Participating in multigenerational (mixed life-stage) groups. Over the last eight years, I've been part of four or five different community groups, all of which combined singles and young families. In each case, this diversity has been a huge blessing that both reminds me of the challenges of family life and childrearing (undermining any tendency to romanticize that life season!) and gives me a chance to experience family, even if I don't have my own kids. At the same time, this contact has shown me ways that I can use my greater flexibility and free time to sometimes help share the load of my friends with kids—which (see just below) can also be accomplished in a church setting.

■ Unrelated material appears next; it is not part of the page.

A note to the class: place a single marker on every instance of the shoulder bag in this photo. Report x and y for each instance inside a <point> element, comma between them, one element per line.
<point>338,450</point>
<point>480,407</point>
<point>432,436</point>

Sharing the childcare burden. Another small but very practical way that my church pulls parents and singles alike into the needs and sense of congregation-as-family is by assigning all formal members to serve in the nursery once per quarter, more frequently if the member is also a parent served by the childcare services.

Actively remembering God's faithfulness. This is not something I have yet seen or participated in to the degree I suspect the church should practice, but the Bible—especially the Old Testament—seems to place a real emphasis on storytelling and active remembering of the faithfulness of God. This practice in particular reinforces our trust in God, especially when we're most discouraged and doubtful. I'm not sure I would have made it this far in my often-reluctant chastity (I'm 33) if not for a dramatic experience of God's kind intervention 11 years ago, which gave me a taste of what's possible when I am out of control and he is in control. What he did that day, though it did not turn out how I thought it would, was a powerful repudiation of the ever-seductive, ever-destructive lie that God does not know best, that the path away from his will is somehow better. On that day, years ago, I had a taste of the truth that God knows better, and though I've never quite forgotten it, how I need to be reminded, again and again, to tell and retell that story.

These are just a few suggestions of practical ways our churches might recover more of the self-giving ethos of biblical sexuality. We need a much larger and longer conversation about what we have to offer our communities and each other and how we can grow in trusting God with our bodies—not just in word, but in practice.